We had this very pleasant sailing for 4 days and nights, with approx 5-10 knots of wind. Not much, but just enough to keep the boat sailing in a pleasant pace. The night from the 18th to the 19th of May, the wind picked up quite rapidly (we hade no weather forecast for this at all). The night showed to be pretty messy with a wind speed of 24 knots shifting 30 degrees. The sea grew and the waves too. At 5h00 in the morning, in 25 knots of wind, we got a wind shift of 50 degrees giving us an unpredicted gybe. Helmer, our auto-pilot, had no chance to prevent the gybe and the bom flew through the bimi (our roof in tissue) ripping it off in different places as well as the sheet of the main sail took the legs of the table. 

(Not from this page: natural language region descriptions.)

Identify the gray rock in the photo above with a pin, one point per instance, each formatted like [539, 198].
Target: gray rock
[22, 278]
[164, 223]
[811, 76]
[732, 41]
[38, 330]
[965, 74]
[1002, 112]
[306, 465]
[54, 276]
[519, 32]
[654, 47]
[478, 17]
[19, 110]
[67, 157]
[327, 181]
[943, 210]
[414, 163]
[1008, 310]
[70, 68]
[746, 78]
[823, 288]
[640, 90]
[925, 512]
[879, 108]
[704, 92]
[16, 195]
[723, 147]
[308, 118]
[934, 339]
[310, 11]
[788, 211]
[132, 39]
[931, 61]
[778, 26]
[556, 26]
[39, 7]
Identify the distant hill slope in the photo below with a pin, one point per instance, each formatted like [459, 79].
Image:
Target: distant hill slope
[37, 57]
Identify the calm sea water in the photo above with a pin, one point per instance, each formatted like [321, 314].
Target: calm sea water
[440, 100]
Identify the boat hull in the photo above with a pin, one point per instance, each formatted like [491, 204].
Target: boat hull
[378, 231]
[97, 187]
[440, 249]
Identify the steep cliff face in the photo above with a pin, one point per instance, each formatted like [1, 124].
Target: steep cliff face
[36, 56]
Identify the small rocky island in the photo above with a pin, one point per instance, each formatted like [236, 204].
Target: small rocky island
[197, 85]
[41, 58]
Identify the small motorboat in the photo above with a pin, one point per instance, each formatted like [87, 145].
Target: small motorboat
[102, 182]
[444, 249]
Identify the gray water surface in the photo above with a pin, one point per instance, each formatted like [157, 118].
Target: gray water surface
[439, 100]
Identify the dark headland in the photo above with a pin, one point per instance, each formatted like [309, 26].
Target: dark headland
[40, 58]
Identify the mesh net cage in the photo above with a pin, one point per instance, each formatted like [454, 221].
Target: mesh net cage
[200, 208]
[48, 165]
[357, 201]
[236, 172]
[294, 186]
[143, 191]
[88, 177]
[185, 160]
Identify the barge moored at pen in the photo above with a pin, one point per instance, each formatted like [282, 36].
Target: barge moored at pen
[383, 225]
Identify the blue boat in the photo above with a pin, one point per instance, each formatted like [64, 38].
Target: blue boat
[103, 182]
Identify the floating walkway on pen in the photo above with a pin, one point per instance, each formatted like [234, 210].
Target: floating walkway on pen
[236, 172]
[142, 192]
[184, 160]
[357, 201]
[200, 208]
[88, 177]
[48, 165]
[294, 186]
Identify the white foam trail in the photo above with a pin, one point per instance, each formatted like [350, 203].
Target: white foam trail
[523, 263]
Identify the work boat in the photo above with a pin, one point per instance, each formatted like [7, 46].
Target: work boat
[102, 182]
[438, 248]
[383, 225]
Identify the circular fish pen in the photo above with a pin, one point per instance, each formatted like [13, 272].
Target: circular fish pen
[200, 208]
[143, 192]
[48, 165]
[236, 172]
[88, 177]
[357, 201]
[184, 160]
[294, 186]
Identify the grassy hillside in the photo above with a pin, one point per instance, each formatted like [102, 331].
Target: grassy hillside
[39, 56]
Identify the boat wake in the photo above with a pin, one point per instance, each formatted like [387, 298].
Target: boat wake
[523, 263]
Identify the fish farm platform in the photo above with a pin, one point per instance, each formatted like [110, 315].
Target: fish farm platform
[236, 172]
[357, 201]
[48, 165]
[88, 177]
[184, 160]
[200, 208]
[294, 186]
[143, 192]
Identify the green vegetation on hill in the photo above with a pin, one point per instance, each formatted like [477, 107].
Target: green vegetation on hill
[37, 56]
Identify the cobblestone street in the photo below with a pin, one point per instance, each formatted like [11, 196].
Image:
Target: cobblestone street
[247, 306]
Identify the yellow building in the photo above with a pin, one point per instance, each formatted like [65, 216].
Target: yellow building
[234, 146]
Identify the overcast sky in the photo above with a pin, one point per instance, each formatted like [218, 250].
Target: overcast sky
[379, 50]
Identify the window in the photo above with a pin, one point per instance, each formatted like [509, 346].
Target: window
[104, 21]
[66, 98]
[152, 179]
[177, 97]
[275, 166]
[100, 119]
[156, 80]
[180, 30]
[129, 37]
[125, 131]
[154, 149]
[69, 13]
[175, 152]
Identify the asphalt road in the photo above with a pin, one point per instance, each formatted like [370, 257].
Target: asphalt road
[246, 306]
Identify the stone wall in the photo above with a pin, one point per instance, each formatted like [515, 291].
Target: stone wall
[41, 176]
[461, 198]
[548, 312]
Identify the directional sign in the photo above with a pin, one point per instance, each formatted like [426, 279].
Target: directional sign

An hour later the day lightened and we could be more clear about the damage. First we could see that the bimi was really ripped off in different places. 

 


Then we saw the table not being upright anymore. The sheet had taken the table twisting the legs so the feet cracked. They had started to crack however this made if off course worse.


 

We tried to understand how come the preventer had gone loose? Preventer is the sheet (rope) being attached to the end of the bom in to the side of the boat by the mast, in order to prevent a gybe. However the strap holding the preventer to the bom was gone! We were lucky as this strap was also holding the main sheet, but for safety reasons we had double strapped the main sheet to the bom. If not the bom would have been totally loose going back and forth in a crazy speed risking to brake other things or hurt us. Jörgen fixed this easily with another strap, now more tightened.

 

The day after while Jörgen was sleeping and Louise was on the watch, suddenly the genua just fell down on deck and in the water! Louise woke up Jörgen and managed to get the genua out from the water on deck. It was the schackel holding the haylward that had broken…. ok so more things to fix once arriving in the next anchorage.     


All in all, the last 36 hours of the sailing to Suwarrow was pretty tough. The wind continued to blow very hard, up to 25 knots of wind with more rain, dark clouds and more wind. These two last nights were very hard on us and neither Jörgen nor Louise got much sleep. Sailing in rough waves during day and night we did approx 8-9 knots constantly. We were exhausted when we finally arrived in Suwarrow!